Subjek Pajak Pertambahan Nilai, adalah :

  1. Pengusaha Kena Pajak
  1. Pengusaha yang melakukan atau sejak semula bermaksud melakukan penyerahan BKP/JKP.
  2. Bentuk Kerja sama Operasi.
    1. Bukan Pengusaha Kena Pajak
  3. Orang Pribadi/Badan yang mengimpor Barang Kena Pajak (BKP).
  4. Orang pribadi yang memanfaatkan BKP Tidak Berwujud/Jasa Kena pajak (JKP) dari luar Daerah Pabean.
  5. Orang Pribadi/Badan yang membangun sendiri di luar kegiatan usaha/pekerjaannya.
  6. Jasa di bidang perhotelan.

Dasar Pengenaan Pajak Pertambahan Nilai

Untuk menghitung besarnya PPN terutang, harus dipahami terlebih dahulu tentang Dasar Perhitungan PPN (DPP), saat terutangnya PPN dan tarif PPN.

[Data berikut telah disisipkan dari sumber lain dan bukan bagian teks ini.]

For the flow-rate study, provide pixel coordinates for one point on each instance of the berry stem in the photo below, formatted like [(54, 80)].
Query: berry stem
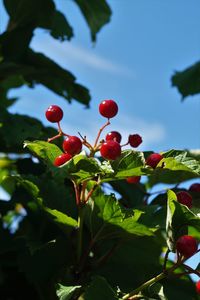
[(80, 231), (99, 133), (165, 259)]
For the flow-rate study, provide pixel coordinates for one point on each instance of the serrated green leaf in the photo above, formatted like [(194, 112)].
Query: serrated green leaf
[(96, 13), (66, 223), (66, 292), (188, 80), (106, 219), (20, 128), (130, 163), (44, 150), (100, 289), (179, 217)]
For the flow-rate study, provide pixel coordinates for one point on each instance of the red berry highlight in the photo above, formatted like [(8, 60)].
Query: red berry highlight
[(184, 198), (72, 145), (198, 287), (153, 160), (108, 108), (133, 179), (114, 136), (54, 114), (61, 159), (195, 187), (134, 140), (186, 245), (110, 150)]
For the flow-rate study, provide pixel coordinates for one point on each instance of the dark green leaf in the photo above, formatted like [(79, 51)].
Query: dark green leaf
[(188, 81), (99, 289), (96, 13), (175, 167), (107, 219), (66, 292), (60, 28), (178, 218), (20, 128)]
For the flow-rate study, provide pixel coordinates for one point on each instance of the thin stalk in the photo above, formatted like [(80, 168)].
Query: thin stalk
[(99, 133), (144, 285), (80, 231), (165, 260)]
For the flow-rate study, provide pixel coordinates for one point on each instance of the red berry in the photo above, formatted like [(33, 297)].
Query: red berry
[(198, 287), (72, 145), (195, 187), (134, 179), (184, 198), (108, 108), (54, 114), (153, 160), (134, 140), (114, 135), (110, 150), (186, 245), (61, 159)]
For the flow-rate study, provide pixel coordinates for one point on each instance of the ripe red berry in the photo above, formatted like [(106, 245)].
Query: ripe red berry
[(134, 140), (108, 108), (110, 150), (72, 145), (186, 245), (134, 179), (184, 198), (198, 287), (153, 160), (114, 135), (61, 159), (54, 114), (195, 187)]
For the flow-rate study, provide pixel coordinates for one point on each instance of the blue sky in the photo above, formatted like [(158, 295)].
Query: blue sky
[(132, 62)]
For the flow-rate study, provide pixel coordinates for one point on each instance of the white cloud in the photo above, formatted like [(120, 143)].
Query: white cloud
[(68, 52), (152, 133)]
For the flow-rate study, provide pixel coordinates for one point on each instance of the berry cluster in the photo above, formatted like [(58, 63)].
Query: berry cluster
[(110, 147)]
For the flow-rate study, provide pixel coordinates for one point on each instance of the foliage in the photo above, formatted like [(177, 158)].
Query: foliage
[(80, 231)]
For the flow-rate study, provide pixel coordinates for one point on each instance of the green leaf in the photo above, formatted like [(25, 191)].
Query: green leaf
[(79, 168), (130, 163), (44, 150), (132, 194), (41, 14), (66, 292), (106, 219), (20, 128), (179, 217), (60, 28), (175, 167), (96, 13), (99, 289), (66, 223), (188, 81), (43, 70)]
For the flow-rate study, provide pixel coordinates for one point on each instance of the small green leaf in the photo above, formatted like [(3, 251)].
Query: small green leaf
[(188, 80), (44, 150), (130, 163), (66, 223), (66, 292), (96, 13), (175, 167), (106, 219), (179, 217), (99, 289)]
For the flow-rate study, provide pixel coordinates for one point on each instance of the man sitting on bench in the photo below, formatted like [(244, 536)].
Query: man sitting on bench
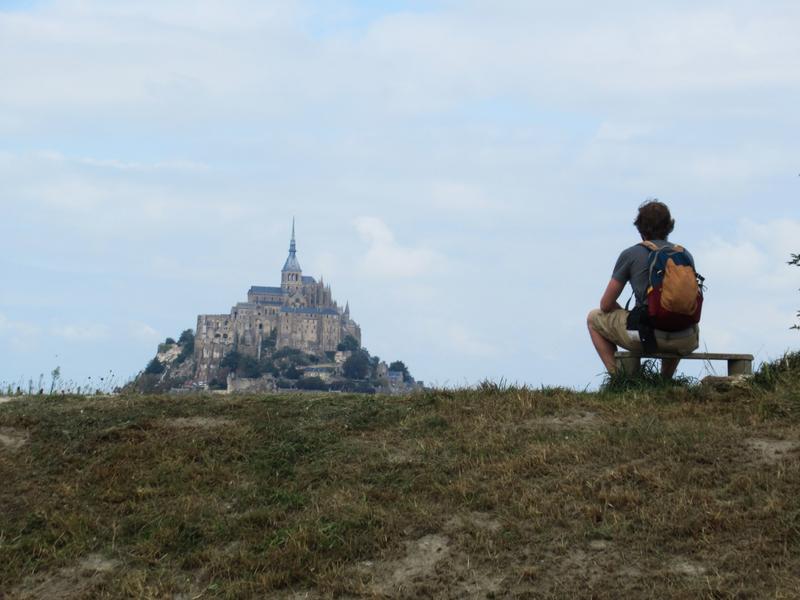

Dasar perhitungan PPN adalah sebagai berikut:

  1. untuk PPN Barang adalah harga jual;
  2. untuk PPN Jasa adalah penggantian;
  3. untuk PPN Impor adalah Nilai Impor;
  4. untuk PPN atas pemanfaatan Barang Kena Pajak Tidak Berwujud atau Jasa Kena Pajak dari luar negeri adalah jumlah yang dibayarkan kepada pihak yang menyerahkan BKPTB atau JKP;
  5. untuk PPN atas pemakaian sendiri, pemberian cuma-cuma, penyerahan media rekaman suara/gambar, penyerahan film, persediaan BKP tersisa (likuidasi), aktiva yang tujuan semula tidak untuk dijual dan Jasa Pengiriman Paket, adalah Nilai Lain;
  6. untuk PPN Ekspor adalah Nilai Ekspor.

Pengertian harga jual pun dipengaruhi oleh perjanjian penyerahan BKP, apakah loco gudang atau franco gudang. Pengertian Harga Jual dan Penggantian tidak termasuk PPN, potongan harga yang dicantumkan dalam faktur pajak dan barang retur.

Pengertian DPP dengan nilai lain, adalah:

  1. untuk pemakaian sendiri dan pemberian cuma-cuma adalah harga jual/penggantian tidak termasuk laba kotor;
  2. untuk penyerahan media rekaman suara/gambar adalah perkiraan harga jual rata-rata;
  3. untuk persediaan tersisa (likuidasi) dan aktiva yang tujuan semula tidak untuk dijual adalah harga pasar wajar;
  4. untuk jasa pengiriman paket adalah 1% (satu persen) dari Tagihan atau seharusnya dibayar.

Saat dan Tempat Pajak Terutang

Untuk menghitung PPN harus dipahami pengertian Dasar Perhitungan, saat terutangnya dan tarif PPN. Tentang pengertian dari Dasar Perhitungan telah diuraikan pada Kegiatan Belajar 1, sedangkan pada Kegiatan Belajar 2 ini diuraikan tentang saat terutang pajak dan tempat pajak terutang.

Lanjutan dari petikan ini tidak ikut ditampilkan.